I have a small hobby project that in the realm of event sourcing and stream processing. Basically, it is something similar to https://geteventstore.com. Please keep in mind that this is just a for fun project and I’m not trying to reinvent the wheel, but more deeply understand some of the existing wheels
I’m currently using boltdb for the storage layer and wanted a bit of insight on how best to implement the data structures.
My naive solution is to have a $all bucket, where all the events are stored in sequential order and then a bucket per aggregate/stream by name where it will store version number and the id of the record in the $all stream. The quick implementation can be found here: https://play.golang.org/p/l_QxlgIOhA
The two main read use cases that should perform well are a full scan of the $all stream and then full scans of each of the streams by name.
The current approach performs well enough, however, is there a better way to handle those two use cases well? I feel as though I may be missing an obvious way to utilize the range and prefix scans for the stream by name use case.

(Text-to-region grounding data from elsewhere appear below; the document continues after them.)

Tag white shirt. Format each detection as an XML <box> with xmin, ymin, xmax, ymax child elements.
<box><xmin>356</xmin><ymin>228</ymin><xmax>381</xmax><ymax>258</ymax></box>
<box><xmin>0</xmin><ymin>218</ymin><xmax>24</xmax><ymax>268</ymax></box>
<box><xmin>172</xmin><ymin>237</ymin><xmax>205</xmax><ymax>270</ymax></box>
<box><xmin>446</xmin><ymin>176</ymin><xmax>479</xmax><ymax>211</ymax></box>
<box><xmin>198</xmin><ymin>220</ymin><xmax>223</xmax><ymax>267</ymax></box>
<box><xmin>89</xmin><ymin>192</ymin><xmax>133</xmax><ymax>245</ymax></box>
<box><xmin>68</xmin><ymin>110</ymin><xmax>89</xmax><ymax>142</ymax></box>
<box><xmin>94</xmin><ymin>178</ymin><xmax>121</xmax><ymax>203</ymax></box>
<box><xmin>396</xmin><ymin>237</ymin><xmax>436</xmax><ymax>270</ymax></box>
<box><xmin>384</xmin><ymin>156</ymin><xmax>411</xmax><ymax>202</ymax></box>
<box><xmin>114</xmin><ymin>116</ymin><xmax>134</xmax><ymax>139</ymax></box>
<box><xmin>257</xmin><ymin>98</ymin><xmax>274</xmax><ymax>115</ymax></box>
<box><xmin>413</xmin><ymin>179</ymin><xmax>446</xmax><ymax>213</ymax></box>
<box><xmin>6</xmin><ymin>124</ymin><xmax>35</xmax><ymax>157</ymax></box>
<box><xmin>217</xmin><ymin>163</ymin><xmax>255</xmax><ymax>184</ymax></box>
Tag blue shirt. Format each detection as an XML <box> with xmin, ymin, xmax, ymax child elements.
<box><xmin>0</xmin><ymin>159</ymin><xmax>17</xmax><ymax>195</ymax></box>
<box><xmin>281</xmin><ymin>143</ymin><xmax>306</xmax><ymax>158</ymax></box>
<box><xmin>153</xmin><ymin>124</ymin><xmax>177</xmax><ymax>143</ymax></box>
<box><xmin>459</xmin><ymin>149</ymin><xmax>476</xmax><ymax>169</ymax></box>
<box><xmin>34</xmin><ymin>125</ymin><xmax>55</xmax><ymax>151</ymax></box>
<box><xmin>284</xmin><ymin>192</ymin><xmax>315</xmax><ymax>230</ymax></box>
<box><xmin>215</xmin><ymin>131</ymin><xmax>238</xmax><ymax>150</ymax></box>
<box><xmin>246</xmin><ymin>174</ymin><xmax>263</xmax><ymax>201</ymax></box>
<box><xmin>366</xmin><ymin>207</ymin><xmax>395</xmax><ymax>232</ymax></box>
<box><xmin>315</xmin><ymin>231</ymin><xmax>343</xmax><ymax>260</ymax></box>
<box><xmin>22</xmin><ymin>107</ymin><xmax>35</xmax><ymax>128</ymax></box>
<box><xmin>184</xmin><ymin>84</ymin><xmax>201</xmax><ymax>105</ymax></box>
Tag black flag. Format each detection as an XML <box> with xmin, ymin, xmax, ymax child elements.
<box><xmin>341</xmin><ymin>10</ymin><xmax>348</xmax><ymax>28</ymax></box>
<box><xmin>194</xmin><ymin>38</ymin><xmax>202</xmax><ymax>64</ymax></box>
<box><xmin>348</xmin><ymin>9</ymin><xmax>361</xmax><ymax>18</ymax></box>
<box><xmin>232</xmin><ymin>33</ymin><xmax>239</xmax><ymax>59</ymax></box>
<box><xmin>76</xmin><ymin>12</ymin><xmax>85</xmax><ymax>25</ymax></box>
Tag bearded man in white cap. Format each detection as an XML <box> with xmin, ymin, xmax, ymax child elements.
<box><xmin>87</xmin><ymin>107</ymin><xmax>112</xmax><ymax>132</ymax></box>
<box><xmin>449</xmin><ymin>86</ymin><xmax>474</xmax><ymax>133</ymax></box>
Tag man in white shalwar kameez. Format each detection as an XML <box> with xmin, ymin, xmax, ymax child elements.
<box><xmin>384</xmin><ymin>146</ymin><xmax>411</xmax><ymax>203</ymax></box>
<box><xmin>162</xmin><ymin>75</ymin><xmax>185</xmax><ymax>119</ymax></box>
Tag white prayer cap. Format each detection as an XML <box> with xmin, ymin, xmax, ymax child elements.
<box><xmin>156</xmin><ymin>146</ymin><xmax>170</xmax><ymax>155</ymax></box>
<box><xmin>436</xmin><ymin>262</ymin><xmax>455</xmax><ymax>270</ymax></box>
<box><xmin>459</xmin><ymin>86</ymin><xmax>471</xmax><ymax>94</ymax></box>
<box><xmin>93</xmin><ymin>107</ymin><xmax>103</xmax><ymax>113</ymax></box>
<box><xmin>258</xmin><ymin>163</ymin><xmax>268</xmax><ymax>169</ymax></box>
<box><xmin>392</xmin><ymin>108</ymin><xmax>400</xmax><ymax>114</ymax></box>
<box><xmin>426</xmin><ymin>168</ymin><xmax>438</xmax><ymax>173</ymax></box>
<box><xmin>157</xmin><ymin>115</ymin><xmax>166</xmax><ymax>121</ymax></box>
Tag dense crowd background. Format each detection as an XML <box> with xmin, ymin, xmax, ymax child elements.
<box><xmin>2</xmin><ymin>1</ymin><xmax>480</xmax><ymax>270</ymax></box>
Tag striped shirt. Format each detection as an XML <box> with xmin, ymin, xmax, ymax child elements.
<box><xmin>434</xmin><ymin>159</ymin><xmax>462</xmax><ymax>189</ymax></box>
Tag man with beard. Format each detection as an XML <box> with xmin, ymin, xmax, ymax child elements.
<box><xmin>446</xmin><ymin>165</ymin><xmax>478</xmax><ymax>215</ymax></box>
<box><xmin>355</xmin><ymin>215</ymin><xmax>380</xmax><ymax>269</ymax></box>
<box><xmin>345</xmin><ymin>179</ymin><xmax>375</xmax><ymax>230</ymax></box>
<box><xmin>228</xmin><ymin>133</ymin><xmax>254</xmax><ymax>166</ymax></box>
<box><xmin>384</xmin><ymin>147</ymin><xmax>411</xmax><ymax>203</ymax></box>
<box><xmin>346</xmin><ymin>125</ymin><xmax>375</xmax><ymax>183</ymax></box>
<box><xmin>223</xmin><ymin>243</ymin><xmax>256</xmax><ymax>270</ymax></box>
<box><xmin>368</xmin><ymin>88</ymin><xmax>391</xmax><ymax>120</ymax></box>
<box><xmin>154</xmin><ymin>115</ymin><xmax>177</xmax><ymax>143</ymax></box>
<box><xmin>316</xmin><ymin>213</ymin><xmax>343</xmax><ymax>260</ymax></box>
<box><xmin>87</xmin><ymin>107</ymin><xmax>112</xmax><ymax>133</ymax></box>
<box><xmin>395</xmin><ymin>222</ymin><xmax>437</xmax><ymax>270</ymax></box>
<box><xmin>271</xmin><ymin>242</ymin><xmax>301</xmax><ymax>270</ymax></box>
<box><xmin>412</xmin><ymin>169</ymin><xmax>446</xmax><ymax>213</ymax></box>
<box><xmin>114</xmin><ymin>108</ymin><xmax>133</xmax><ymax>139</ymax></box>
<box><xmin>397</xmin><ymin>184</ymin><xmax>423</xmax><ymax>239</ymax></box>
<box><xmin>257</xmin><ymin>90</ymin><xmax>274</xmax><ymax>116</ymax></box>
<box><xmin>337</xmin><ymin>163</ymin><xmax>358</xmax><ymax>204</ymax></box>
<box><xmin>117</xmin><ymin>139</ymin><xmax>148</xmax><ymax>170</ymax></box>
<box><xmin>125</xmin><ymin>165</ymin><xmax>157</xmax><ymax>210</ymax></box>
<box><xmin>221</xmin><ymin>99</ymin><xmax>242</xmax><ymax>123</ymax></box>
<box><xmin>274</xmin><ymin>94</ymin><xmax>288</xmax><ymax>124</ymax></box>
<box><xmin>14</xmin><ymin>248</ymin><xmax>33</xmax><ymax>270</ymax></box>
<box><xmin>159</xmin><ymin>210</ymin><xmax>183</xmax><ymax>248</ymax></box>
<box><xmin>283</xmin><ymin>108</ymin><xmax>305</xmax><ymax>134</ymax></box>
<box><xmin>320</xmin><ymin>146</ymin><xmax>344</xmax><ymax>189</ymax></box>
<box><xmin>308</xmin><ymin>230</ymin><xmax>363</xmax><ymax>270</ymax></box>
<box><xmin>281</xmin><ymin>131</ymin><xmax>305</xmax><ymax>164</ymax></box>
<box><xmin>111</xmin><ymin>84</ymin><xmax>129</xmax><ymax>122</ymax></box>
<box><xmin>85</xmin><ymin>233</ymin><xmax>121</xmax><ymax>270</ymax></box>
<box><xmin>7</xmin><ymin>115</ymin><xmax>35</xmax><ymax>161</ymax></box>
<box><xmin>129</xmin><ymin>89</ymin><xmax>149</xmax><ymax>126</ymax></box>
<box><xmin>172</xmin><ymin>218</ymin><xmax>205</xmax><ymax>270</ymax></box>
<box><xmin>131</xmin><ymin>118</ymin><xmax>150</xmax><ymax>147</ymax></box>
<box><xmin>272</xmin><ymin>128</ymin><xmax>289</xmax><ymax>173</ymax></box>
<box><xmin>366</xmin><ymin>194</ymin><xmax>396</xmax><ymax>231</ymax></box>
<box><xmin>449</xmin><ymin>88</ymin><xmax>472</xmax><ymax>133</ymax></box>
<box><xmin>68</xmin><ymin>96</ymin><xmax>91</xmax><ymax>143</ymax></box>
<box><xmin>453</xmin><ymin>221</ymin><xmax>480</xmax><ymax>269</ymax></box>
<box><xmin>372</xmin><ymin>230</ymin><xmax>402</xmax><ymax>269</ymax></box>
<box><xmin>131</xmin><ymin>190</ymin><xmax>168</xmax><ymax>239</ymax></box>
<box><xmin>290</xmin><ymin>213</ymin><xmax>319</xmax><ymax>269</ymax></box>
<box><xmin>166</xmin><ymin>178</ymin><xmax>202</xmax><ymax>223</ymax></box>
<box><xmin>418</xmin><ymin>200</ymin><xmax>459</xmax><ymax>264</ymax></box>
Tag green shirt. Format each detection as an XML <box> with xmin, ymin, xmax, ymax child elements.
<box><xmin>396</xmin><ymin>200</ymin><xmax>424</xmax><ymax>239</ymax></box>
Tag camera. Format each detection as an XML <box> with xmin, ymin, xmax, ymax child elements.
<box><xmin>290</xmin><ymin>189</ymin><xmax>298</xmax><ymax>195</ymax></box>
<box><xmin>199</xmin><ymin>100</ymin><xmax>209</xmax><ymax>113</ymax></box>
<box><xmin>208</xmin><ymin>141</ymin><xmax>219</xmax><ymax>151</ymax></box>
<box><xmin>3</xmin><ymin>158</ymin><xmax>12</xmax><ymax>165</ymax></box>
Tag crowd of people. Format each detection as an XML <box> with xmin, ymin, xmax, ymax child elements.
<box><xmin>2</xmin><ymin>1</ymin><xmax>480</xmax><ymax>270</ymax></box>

Just as a point of data, we use BoltDB in production as an event store and just store all the events for a domain context in the “events” bucket. (Using the bucket sequence as you do in your example, our strongly-typed event model has ‘type’ field to distinguish between objects.) We don’t have a standalone event store service except as a read-only cache. The canonical event store is part of the command handler. We save domain aggregate changes and events in the same boltdb transaction. We leave it as an exercise for the consumer to filter out events they are not interested in.